They work absolutly perfect after a couple of days once the coating gets on them, they are an excellent method of co2 diffusion, one of the best out there for those useing the DIY method.


----------



## Yeaulman (Jun 23, 2005)

This doesnt disolve the CO2 100% does it?


----------



## kimbm04r (Apr 22, 2005)

No, it will not dissolve 100% of the CO2 but you will get a good dissolve with it though. I have one on a pressurized system (after switching from a DIY) and I can get 30 ppm or more with it. I just hooked up a SMS122 PH controller with it as well.

As stated by others it will take a while for it to create the build up that is needed to get it to run the bubbles correctly. Just remember that if you take it out and clean it you will have to let it build up once again.

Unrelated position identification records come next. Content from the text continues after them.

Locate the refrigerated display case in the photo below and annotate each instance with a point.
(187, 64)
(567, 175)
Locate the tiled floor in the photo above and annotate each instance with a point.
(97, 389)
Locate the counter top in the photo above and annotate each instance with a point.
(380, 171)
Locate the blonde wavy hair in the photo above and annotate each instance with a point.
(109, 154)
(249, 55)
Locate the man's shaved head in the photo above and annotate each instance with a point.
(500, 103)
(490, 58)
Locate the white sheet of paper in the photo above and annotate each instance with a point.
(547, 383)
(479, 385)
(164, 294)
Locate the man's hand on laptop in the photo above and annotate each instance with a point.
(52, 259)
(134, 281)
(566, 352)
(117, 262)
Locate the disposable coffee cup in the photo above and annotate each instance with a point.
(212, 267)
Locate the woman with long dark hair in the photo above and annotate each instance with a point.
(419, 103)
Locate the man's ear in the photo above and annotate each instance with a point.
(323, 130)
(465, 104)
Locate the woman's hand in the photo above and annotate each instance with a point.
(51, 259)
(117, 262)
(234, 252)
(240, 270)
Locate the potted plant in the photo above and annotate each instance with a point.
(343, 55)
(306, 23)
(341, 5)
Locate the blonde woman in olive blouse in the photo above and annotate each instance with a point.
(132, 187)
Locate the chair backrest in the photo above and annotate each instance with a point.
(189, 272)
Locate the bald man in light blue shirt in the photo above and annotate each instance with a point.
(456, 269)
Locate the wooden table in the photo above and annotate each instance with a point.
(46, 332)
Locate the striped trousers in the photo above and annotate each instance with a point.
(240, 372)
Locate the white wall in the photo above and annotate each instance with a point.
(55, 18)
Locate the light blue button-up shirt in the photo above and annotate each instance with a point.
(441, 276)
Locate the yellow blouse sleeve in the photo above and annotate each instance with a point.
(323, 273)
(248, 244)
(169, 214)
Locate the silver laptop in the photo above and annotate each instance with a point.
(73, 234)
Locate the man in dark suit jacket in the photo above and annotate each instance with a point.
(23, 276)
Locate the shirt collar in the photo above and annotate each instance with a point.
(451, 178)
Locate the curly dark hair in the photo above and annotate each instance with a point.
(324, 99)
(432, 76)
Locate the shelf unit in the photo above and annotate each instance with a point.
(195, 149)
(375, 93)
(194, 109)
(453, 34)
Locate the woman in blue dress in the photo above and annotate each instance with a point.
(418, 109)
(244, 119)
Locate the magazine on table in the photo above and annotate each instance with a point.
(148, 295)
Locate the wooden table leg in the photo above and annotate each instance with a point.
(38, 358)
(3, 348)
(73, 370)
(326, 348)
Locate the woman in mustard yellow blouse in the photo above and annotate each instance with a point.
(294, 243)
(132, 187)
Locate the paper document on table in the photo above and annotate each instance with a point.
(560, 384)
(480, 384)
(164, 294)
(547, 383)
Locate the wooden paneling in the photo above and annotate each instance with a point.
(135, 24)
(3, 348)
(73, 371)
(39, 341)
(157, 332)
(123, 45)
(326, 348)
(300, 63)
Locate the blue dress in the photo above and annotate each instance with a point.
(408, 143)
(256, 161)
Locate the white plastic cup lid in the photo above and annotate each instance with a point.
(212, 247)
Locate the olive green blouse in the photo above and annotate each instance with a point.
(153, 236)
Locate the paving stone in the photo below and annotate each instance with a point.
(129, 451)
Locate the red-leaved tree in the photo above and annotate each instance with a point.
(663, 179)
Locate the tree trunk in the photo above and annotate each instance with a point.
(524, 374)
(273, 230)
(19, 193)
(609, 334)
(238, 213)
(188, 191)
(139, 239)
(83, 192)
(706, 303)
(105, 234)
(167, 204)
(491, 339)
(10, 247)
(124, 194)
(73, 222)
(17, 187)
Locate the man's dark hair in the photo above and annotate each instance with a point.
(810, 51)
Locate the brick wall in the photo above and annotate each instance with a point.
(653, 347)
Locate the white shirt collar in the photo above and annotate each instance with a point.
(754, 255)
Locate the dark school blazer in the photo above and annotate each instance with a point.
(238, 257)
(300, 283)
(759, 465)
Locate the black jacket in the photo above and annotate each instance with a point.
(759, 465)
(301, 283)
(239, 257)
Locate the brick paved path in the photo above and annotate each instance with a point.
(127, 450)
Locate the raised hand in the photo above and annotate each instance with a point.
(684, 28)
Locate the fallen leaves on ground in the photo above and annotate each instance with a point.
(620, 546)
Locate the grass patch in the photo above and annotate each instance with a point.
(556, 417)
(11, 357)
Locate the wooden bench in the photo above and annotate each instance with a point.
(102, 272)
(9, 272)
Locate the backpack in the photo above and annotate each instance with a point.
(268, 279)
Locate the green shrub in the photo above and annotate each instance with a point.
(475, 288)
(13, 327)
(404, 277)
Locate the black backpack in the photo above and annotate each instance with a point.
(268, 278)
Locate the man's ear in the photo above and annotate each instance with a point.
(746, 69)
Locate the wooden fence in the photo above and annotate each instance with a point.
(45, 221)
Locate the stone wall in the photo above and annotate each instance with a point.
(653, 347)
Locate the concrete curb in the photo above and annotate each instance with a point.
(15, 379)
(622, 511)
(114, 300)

All in all, for the price it is a fairly good unit. Just give it a chance.


----------



## Left C (Jun 14, 2005)

When using this 'ladder', you have to make sure that all 3 suction cups are mashed in enough that the 'ladder' is parallel to the aquarium wall and that the 'ladder' is setting at a 90 degree angle to the floor. Sometimes you have to "monk" with it a little to get it working right. You have to let it get "broken in" first like the others said. Also, after a while, the CO2 line will get a little clogged up at the opening and you'll have to clean it. I use a small wire brush for this. You will notice that it is clogged up some when the CO2 bubbles come out of the line and go straight up to the surface. When the unit is working right and the CO2 bubbles are traveling along the 'ladder' properly, you'll notice that the bubbles start out big at first and continue to get progressively smaller as they travel along. When they get to the top of the 'ladder', they are very small. You also have to keep plant leaves and snails off of it too. 
Good luck with it, I like all four of mine.


----------



## mauricio (May 29, 2005)

Hi every body i have two of them interconected and atach to a glass difuser it ben a week and i havent seen one bobble yet i faloed all instruction im going to try a fresh mix to see what happens


----------



## Left C (Jun 14, 2005)

mauricio,
I don't understand what you mean when you say it was attached to a glass diffuser. Are you talking about the Hagen Nutrafin CO2 Natural Plant system? If you are using Hagen's yeast and activator, check to see if the expiration date on the yeast is still good. Everyone that I've bought was about two years past the expiration date but they still worked. I heat some distilled water to 90 to 100 degrees F (don't go much higher because you'll kill the yeast). I pour the yeast into a cup, add a little of the warmed distilled water and stir it up so that the yeast is dissolved (creamy looking).Then I add a little sugar and stir it up and then I let it set for about ten minutes to start activating. While this is going on, I fill the cannister to the mark with sugar (glucose or sucrose will work). Then I pour in the cup of yeast mixture and add their activator. Next, I pour the warm distilled water into the cannister up to the mark and stir well. I then screw the cap on and make sure it is good and snug so my CO2 won't escape. In a few minutes the unit should be working and you'll see the bubbles traveling up the 'ladder'.
The Hagen refills are expensive and I use 1/2 teaspoon of Fleishman's yeast with 1/4 teaspoon of baking soda. I get strong bubbles for about three weeks doing this. You can vary the amounts of each some. Just make it so that it works fine for you. I've even left out the baking soda and it still works. I usually wind up with a bubble produced every two or three seconds and I haven't had any problems yet. If your KH is too low in your aquarium, add some baking soda or Seachem's Alkaline Buffer.


----------



## mauricio (May 29, 2005)

Tanks for the reply Left C my ph is 6.7 fromthe tap and my kh is 3 i change the ladder difuser for a regular difuser made of glass and i mix the co2 falowing the instructions in the box so tomarrow ill try your method and see how it works


----------



## Left C (Jun 14, 2005)

My city water has chloramine in it, that's why I use distilled water. I'm assuming that water with chloramine in it will kill some of the yeast. Someone told me that it wouldn't hurt them but, what the heck, distilled water is cheap enough.
Your pH and KH are fine.
I'm wondering if your glass diffuser requires a little higher working pressure than the 'ladder'. Just a guess though??
Good luck with yours.


----------



## mauricio (May 29, 2005)

Well actualy with my defuser betuin the stem and the defuser chamber there is an extra chember wich i tink is the bubble counter but insted of a coil it has a glass domebell wich im guessing mith need presurise CO2 insted to make it work so im goingto change the glass difuser for the ladder and see wath hapens


----------